As you've provided an example of the existing password hash from your old system, I'm adding an example more relevant to your case.
$2a at the beginning of the password indicates bcrypt. But how exactly it is computed in your old system can't be easily determined and has to be looked up in the code of your old system as the bcrypt may be used on top of another algorithm or any other password manipulation scheme.
But as the bcrypt itself is secure enough, you don't need to wrap this type of hashes in another layer of hashing. It may be required though to implement your own password hasher if your previous system doesn't simply pass it through bcrypt or first through the sha256 and then through the bcrypt.
If it is hard for you to determine it by reading the code of the old system, or you can't do it at all, you can check it by trial an error. To check for the 2 variants that are built-into Django, first install the required libraries by installing django[bcrypt].
Next, make sure both hashers you're about to test are enabled in your Django settings, preferably set your PASSWORD_HASHERS setting as:
PASSWORD_HASHERS = [
'django.contrib.auth.hashers.PBKDF2PasswordHasher',
'django.contrib.auth.hashers.PBKDF2SHA1PasswordHasher',
'django.contrib.auth.hashers.Argon2PasswordHasher',
'django.contrib.auth.hashers.BCryptSHA256PasswordHasher',
'django.contrib.auth.hashers.BCryptPasswordHasher',
]
Next, create a new user account in your old system (or get any existing one for which you know the password), copy the password hash from it and add a bcrypt$ prefix in front of it (the final form of this hash should start with bcrypt$$2a$ after this modification. Note the double $ symbol). With that prepared hash, open the management console using ./manage.py shell and execute:
from django.contrib.auth.hashers import check_password
check_password('your known password', 'your_modified_password_hash')
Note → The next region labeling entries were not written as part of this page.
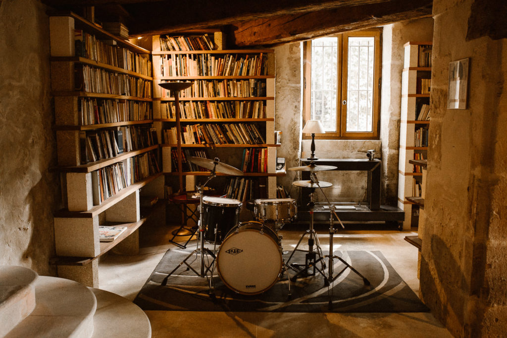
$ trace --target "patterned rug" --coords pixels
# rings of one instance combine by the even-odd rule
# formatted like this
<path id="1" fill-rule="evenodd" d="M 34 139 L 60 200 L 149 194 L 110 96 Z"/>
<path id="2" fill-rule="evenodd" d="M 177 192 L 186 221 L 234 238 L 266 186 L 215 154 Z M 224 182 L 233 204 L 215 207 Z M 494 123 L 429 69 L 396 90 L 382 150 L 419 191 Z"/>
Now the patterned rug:
<path id="1" fill-rule="evenodd" d="M 294 281 L 290 283 L 292 294 L 289 294 L 289 280 L 287 272 L 282 268 L 283 275 L 277 278 L 278 271 L 283 264 L 275 259 L 259 259 L 255 263 L 237 266 L 223 260 L 228 256 L 224 251 L 219 252 L 218 264 L 212 265 L 212 288 L 210 278 L 199 277 L 191 270 L 187 271 L 185 264 L 179 266 L 171 274 L 165 286 L 161 283 L 166 276 L 186 258 L 193 248 L 172 249 L 167 251 L 146 283 L 137 294 L 134 303 L 144 310 L 178 310 L 189 311 L 264 311 L 287 312 L 420 312 L 428 311 L 412 289 L 380 251 L 335 251 L 340 257 L 362 274 L 370 282 L 366 285 L 363 278 L 346 268 L 339 259 L 335 258 L 333 277 L 343 272 L 330 284 L 329 259 L 316 266 L 323 275 L 316 271 L 315 275 L 299 275 L 296 271 L 287 269 Z M 234 248 L 229 253 L 237 254 Z M 291 252 L 283 255 L 284 261 Z M 306 252 L 297 251 L 288 262 L 304 265 Z M 261 254 L 262 256 L 262 253 Z M 221 258 L 221 256 L 222 257 Z M 187 262 L 198 273 L 200 272 L 200 255 L 193 254 Z M 205 261 L 212 262 L 211 255 L 205 255 Z M 256 265 L 257 264 L 257 265 Z M 222 266 L 221 267 L 221 265 Z M 245 266 L 247 265 L 248 266 Z M 267 267 L 266 265 L 269 265 Z M 217 266 L 218 266 L 217 267 Z M 273 269 L 276 273 L 273 273 Z M 223 280 L 217 270 L 221 272 Z M 310 273 L 313 271 L 310 270 Z M 273 273 L 276 275 L 274 276 Z M 208 273 L 211 275 L 211 272 Z M 261 293 L 254 294 L 242 290 L 241 278 L 248 275 L 247 287 L 261 285 Z M 325 277 L 324 277 L 325 276 Z M 225 280 L 229 287 L 224 282 Z M 262 286 L 268 283 L 267 286 Z M 239 284 L 238 284 L 239 283 Z M 271 284 L 273 284 L 271 286 Z"/>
If this function returns True, your old system used plain bcrypt. If it results in False, replace bcrypt with bcrypt_sha256 to check the 2nd password hash and execute the check_password again. If it succeeds, your old system wraps the password with sha256 before passing it to the bcrypt.
If either test succeeded, all you need to do is to add a bcrypt$ or bcrypt_sha256$ prefix respectively, depending on your test results, to all password hashes from the old system. If none of them worked, you need to look at your old system code to determine the exact hashing method.
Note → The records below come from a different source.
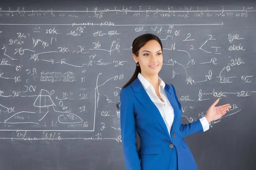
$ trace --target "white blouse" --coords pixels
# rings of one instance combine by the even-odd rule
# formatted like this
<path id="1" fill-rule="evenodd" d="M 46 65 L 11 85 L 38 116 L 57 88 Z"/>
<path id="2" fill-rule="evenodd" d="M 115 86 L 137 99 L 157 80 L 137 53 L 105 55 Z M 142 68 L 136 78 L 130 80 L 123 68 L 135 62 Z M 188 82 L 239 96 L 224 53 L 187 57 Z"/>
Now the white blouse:
<path id="1" fill-rule="evenodd" d="M 174 118 L 174 113 L 173 108 L 172 107 L 169 100 L 168 99 L 164 91 L 164 88 L 165 86 L 165 83 L 158 77 L 158 82 L 159 84 L 159 90 L 160 95 L 164 101 L 164 102 L 163 102 L 156 95 L 153 86 L 140 73 L 139 73 L 138 78 L 141 83 L 142 86 L 150 99 L 158 109 L 170 134 Z M 209 129 L 209 124 L 205 117 L 203 117 L 199 120 L 203 126 L 204 131 L 208 130 Z"/>

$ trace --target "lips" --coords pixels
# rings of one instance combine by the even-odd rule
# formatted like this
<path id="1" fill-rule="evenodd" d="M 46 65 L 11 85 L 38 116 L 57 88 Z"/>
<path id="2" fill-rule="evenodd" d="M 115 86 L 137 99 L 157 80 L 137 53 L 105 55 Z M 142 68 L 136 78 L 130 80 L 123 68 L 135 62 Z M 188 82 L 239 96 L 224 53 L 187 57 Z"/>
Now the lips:
<path id="1" fill-rule="evenodd" d="M 159 65 L 159 64 L 158 64 Z M 151 68 L 156 68 L 156 67 L 157 67 L 157 66 L 158 66 L 158 65 L 149 65 L 149 66 Z"/>

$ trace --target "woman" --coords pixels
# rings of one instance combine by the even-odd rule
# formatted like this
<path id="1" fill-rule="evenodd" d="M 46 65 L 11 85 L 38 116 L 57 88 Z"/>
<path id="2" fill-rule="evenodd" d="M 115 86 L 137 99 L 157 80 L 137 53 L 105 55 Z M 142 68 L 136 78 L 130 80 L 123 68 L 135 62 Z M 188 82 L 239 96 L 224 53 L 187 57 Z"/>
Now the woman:
<path id="1" fill-rule="evenodd" d="M 151 34 L 136 38 L 132 55 L 136 63 L 132 78 L 120 92 L 121 134 L 127 170 L 197 169 L 183 140 L 209 129 L 209 124 L 229 111 L 229 104 L 209 108 L 206 116 L 181 124 L 181 106 L 171 84 L 158 76 L 163 64 L 161 41 Z M 140 136 L 138 152 L 136 131 Z"/>

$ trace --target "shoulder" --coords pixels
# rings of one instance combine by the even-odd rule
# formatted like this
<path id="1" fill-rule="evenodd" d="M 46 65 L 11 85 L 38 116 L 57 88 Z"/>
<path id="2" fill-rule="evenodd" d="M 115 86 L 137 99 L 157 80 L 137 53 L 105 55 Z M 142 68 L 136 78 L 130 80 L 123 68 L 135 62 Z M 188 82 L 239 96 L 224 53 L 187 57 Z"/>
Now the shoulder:
<path id="1" fill-rule="evenodd" d="M 121 91 L 120 91 L 120 93 L 121 91 L 125 91 L 131 93 L 133 91 L 133 90 L 132 86 L 130 85 L 124 88 L 121 89 Z"/>
<path id="2" fill-rule="evenodd" d="M 121 89 L 119 93 L 120 99 L 121 98 L 124 98 L 131 99 L 133 96 L 132 95 L 134 93 L 134 92 L 131 85 L 123 88 Z"/>

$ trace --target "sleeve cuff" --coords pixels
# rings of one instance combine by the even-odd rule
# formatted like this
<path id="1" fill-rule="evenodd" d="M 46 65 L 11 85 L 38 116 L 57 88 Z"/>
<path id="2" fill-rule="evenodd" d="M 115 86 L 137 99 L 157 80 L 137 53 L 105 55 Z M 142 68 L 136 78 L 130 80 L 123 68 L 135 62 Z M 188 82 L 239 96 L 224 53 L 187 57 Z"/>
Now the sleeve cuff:
<path id="1" fill-rule="evenodd" d="M 203 127 L 203 128 L 204 129 L 204 132 L 205 132 L 209 129 L 209 124 L 208 121 L 207 121 L 205 117 L 204 117 L 199 119 L 201 122 L 202 126 Z"/>

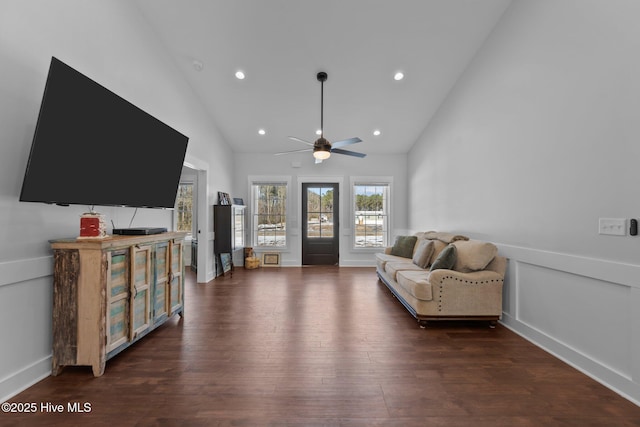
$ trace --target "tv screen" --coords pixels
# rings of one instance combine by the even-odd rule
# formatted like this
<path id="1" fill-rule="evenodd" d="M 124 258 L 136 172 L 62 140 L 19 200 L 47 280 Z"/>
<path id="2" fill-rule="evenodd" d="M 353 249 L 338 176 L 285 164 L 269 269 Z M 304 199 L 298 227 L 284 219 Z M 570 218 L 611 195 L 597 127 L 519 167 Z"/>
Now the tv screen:
<path id="1" fill-rule="evenodd" d="M 20 201 L 173 208 L 188 141 L 52 58 Z"/>

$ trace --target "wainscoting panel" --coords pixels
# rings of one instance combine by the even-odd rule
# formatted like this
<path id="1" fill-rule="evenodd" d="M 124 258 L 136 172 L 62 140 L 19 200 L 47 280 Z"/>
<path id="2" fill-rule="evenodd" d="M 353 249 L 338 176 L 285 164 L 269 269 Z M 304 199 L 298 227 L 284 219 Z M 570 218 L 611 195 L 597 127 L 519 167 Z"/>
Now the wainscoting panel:
<path id="1" fill-rule="evenodd" d="M 640 404 L 640 265 L 498 247 L 502 323 Z"/>
<path id="2" fill-rule="evenodd" d="M 0 402 L 51 374 L 53 257 L 0 263 Z"/>

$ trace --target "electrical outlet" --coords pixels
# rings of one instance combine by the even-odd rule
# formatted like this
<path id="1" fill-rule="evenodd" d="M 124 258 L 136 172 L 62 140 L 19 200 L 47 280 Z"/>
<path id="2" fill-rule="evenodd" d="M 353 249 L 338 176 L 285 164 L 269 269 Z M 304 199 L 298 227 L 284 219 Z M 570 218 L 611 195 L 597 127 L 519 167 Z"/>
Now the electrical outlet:
<path id="1" fill-rule="evenodd" d="M 598 221 L 598 233 L 611 236 L 626 236 L 626 222 L 624 218 L 600 218 Z"/>

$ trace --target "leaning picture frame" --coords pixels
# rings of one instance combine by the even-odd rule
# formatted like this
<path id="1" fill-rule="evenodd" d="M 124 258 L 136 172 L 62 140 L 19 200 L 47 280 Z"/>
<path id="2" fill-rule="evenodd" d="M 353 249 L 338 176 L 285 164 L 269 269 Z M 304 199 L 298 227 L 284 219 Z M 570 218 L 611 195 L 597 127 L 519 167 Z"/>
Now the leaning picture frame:
<path id="1" fill-rule="evenodd" d="M 219 205 L 230 205 L 231 204 L 231 198 L 229 197 L 229 193 L 218 191 L 218 204 Z"/>
<path id="2" fill-rule="evenodd" d="M 263 267 L 280 267 L 280 253 L 263 252 L 261 264 Z"/>
<path id="3" fill-rule="evenodd" d="M 230 253 L 221 253 L 220 254 L 220 265 L 222 266 L 222 275 L 223 276 L 232 270 L 233 263 L 231 262 L 231 254 Z"/>

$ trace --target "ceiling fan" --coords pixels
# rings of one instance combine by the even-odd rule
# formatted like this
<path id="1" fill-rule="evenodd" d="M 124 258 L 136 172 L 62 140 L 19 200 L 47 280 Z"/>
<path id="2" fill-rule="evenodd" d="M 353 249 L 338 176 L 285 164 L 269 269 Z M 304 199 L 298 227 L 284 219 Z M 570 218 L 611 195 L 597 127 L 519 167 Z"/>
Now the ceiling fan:
<path id="1" fill-rule="evenodd" d="M 324 137 L 324 82 L 327 81 L 327 73 L 321 71 L 317 75 L 317 79 L 320 82 L 320 138 L 318 138 L 315 142 L 306 141 L 302 138 L 297 138 L 295 136 L 290 136 L 289 139 L 294 141 L 302 142 L 303 144 L 307 144 L 312 146 L 312 148 L 305 148 L 302 150 L 293 150 L 293 151 L 284 151 L 282 153 L 276 153 L 276 156 L 280 156 L 282 154 L 291 154 L 291 153 L 302 153 L 305 151 L 313 151 L 313 157 L 316 159 L 316 163 L 322 163 L 323 160 L 328 159 L 331 156 L 331 153 L 336 154 L 346 154 L 347 156 L 354 157 L 365 157 L 366 154 L 358 153 L 356 151 L 343 150 L 341 147 L 355 144 L 357 142 L 361 142 L 360 138 L 349 138 L 343 139 L 341 141 L 336 141 L 333 144 L 329 142 Z"/>

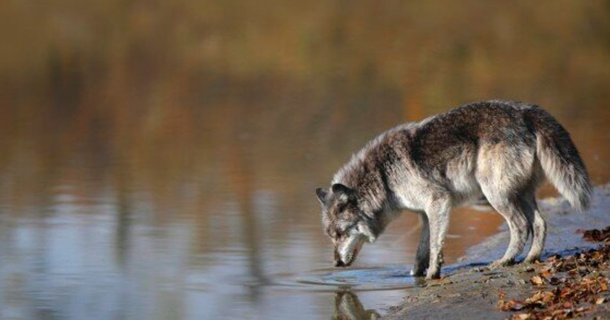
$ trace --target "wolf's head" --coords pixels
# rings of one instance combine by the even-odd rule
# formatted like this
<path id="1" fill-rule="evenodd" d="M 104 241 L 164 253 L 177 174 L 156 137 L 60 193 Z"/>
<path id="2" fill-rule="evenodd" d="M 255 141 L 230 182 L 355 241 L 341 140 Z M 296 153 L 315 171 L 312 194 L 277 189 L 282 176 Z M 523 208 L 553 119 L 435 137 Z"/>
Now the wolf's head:
<path id="1" fill-rule="evenodd" d="M 331 190 L 318 188 L 315 193 L 322 205 L 324 231 L 334 246 L 335 266 L 348 266 L 364 242 L 377 238 L 376 222 L 361 210 L 353 189 L 335 183 Z"/>

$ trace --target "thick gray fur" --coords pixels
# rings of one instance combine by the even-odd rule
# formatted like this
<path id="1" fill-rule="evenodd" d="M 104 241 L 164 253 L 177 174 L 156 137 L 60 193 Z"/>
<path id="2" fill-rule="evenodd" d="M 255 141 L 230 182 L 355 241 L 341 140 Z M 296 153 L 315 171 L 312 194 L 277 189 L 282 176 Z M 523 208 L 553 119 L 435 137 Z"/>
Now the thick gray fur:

If your old system was using bcrypt with sha256 (and all you need to do with the old data is to add the bcrypt_sha256$ prefix), I recommend reverting the PASSWORD_HASHERS to the default value. If you want to keep using the old hashing method, you can move your method to the top of the PASSWORD_HASHERS list, so Django will create any new account using this method and it won't change the old password hashes to another method when user logs in using his password.
A side note about the BCryptSHA256PasswordHasher. Django uses it in the default password hashers suite because a plain bcrypt has a max password length limit. Passing it through the SHA256 first ensures that the input to the bcrypt algorithm never exceeds that limit regardless of the actual password length provided by user.